A classic muddler takes the form of a rod with a slightly flared bulbous end. The very end of the rod is flattened, allowing the bartender to crush ingredients against the side of the glass, and the flared end can be used like a pestle to grind ingredients in a glass. Some bartenders also use flattened spoons as muddlers; the flattened section of the spoon can be used to crush things against the side of the glass.

When a bar tender uses a muddler, he or she crushes ingredients like limes, lemons, and mint against the glass before pouring ice in. The crushing with the muddler encourages these ingredients to release their volatile aromatic oils, where the flavor is concentrated. When ice, mixer, and alcohol are added, these oils blend with the ingredients, creating a very intense, rich flavor.

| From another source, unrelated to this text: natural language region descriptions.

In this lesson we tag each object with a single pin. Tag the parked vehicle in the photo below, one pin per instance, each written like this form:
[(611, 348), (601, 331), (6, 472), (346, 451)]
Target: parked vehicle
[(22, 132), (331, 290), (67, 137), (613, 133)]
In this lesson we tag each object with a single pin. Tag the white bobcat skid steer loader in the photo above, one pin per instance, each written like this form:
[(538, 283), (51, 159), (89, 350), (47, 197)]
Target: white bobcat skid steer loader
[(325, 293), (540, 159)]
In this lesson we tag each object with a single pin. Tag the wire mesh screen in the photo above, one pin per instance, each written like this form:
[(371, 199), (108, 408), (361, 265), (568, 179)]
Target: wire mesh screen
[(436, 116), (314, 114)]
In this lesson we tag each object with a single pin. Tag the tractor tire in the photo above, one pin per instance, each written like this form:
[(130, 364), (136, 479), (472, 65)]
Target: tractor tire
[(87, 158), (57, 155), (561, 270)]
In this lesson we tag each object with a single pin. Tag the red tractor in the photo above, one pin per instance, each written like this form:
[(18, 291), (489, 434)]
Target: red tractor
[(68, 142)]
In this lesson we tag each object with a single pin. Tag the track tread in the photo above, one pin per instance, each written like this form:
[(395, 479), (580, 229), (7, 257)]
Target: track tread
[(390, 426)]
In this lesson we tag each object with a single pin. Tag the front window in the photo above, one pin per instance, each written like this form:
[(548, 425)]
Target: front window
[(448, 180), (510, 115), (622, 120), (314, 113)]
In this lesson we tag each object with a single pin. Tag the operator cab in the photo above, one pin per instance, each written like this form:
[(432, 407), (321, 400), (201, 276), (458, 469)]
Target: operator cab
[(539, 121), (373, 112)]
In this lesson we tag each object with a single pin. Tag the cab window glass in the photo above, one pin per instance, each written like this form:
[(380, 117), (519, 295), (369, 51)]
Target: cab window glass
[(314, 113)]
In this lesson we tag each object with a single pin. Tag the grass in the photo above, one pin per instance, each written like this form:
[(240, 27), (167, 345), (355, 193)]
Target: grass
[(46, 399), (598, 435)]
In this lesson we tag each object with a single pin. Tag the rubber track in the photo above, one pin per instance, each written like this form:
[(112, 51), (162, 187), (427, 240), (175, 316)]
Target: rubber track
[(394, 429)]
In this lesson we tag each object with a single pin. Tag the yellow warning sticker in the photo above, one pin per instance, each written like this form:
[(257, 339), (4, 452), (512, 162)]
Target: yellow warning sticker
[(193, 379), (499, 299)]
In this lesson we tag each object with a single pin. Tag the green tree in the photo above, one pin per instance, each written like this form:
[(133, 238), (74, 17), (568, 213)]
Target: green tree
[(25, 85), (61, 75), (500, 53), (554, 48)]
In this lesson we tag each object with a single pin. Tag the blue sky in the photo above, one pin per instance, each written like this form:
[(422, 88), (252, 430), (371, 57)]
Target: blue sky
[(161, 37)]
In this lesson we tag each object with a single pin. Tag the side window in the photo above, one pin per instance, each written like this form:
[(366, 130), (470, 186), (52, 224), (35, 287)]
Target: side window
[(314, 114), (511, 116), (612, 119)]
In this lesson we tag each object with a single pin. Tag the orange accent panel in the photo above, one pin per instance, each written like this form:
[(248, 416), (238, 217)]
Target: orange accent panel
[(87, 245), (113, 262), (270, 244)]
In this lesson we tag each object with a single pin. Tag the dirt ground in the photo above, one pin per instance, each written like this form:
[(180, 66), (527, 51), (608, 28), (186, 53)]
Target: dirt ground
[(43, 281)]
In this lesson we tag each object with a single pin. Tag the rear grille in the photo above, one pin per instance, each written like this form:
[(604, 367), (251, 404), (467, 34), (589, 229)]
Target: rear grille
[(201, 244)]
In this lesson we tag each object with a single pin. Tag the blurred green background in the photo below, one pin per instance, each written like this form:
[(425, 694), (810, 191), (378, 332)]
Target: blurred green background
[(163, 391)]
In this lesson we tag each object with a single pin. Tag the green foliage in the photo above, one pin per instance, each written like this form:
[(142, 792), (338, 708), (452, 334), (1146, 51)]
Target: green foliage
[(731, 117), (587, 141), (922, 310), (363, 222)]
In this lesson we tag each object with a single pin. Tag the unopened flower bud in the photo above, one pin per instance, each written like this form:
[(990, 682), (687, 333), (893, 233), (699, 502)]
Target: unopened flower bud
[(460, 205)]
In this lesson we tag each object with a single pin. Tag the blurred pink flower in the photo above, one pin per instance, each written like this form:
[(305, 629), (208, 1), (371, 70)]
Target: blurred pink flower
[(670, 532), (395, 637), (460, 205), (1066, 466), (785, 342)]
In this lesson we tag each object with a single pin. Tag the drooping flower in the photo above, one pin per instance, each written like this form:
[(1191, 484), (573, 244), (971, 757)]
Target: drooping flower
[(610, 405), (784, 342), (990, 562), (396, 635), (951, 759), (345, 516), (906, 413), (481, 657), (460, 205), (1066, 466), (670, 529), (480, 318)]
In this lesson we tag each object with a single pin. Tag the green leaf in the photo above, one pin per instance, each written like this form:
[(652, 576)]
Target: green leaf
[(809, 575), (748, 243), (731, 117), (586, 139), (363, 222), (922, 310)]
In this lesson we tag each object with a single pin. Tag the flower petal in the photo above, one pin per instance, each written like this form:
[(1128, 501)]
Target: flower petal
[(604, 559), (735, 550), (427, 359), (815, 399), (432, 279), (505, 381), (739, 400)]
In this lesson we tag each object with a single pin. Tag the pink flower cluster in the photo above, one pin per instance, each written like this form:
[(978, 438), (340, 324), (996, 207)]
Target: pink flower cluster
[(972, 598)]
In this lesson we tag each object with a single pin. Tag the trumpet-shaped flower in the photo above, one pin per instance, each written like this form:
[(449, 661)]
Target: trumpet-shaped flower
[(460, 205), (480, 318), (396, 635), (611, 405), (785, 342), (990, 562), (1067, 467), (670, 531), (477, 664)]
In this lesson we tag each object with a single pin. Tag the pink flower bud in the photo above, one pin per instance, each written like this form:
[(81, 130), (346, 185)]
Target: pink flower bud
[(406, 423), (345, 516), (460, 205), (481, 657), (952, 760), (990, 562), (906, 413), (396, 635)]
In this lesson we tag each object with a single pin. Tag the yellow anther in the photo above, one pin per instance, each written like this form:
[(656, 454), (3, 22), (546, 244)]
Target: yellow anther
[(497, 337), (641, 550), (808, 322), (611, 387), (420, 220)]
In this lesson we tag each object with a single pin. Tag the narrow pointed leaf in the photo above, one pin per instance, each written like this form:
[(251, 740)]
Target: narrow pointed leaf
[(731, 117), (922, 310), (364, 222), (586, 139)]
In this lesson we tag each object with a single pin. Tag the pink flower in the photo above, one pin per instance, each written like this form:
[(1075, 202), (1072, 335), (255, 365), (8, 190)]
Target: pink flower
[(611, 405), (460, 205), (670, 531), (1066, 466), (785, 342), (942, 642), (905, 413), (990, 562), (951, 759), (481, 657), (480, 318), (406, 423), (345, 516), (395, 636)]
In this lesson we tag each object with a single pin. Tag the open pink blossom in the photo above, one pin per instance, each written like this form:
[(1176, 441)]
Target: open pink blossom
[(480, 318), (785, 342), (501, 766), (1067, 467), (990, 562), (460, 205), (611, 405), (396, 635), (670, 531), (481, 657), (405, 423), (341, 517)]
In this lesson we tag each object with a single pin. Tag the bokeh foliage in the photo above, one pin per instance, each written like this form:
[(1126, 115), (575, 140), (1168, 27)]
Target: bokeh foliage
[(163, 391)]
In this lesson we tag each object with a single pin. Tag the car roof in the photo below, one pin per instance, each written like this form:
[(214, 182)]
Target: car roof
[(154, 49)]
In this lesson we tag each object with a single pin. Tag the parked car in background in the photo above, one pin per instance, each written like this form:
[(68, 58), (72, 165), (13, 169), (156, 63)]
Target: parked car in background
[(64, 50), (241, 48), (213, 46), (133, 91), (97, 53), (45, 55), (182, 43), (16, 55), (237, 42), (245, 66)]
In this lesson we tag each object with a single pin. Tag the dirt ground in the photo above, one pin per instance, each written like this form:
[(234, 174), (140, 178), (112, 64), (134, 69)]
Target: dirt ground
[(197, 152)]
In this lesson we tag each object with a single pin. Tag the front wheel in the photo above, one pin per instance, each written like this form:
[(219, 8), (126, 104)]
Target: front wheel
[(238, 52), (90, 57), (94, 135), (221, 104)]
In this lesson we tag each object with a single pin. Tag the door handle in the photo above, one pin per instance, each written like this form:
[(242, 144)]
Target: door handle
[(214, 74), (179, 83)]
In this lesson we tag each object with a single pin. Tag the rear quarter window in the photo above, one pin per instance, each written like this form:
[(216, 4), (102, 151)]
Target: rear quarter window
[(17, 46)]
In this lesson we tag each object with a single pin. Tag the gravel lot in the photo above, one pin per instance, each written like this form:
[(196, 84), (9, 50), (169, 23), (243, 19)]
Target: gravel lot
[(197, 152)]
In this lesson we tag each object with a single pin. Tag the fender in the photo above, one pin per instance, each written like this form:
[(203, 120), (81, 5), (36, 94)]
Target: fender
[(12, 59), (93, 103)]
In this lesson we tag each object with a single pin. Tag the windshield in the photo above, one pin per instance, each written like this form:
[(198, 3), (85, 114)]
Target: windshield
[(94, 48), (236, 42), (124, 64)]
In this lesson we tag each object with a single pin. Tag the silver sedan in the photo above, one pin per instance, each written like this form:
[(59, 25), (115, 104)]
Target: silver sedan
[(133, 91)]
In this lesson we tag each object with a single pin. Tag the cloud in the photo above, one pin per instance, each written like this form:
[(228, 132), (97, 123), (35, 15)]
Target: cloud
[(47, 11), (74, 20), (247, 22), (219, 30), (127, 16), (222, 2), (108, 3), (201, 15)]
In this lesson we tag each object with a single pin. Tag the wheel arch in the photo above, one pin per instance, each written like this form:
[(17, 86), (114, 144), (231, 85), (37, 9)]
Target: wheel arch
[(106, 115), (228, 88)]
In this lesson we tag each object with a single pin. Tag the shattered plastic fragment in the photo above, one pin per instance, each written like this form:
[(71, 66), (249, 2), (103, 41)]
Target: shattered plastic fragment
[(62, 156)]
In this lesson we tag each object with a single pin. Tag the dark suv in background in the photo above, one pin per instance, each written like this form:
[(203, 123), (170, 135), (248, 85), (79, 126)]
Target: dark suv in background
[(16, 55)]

A muddler can also be used to stir a drink, blending the ingredients together for an even flavor. Muddlers are commonly used to make drinks like mojitos and lemon drops; in both cases, the drink will taste more complex if a muddler is used to release the flavor compounds in the mint and lemon respectively. Bartenders can also use muddlers as juicing instruments to extract juice from wedges of lemon, lime, and other fruits.

Many muddlers are made from wood, because wood will not react with ingredients. Glass, ceramic, and bone muddlers can also be found; all of these construction materials share the trait of minimal reactivity. Glass and ceramic muddlers are easy to clean, as they can typically be run through a dishwasher; wood and bone require more careful maintenance, and they may even on occasion need to be oiled.

Ideally, a muddler should be kept on a hook or in a rack so that it does not come into contact with the surface of the bar. This ensures that the muddler will not acquire unexpected flavors or stains from sitting in pools of water and alcohol. It also keeps the bar more tidy and organized, ensuring that a bar tender has access to the tools he or she needs to work quickly during busy periods.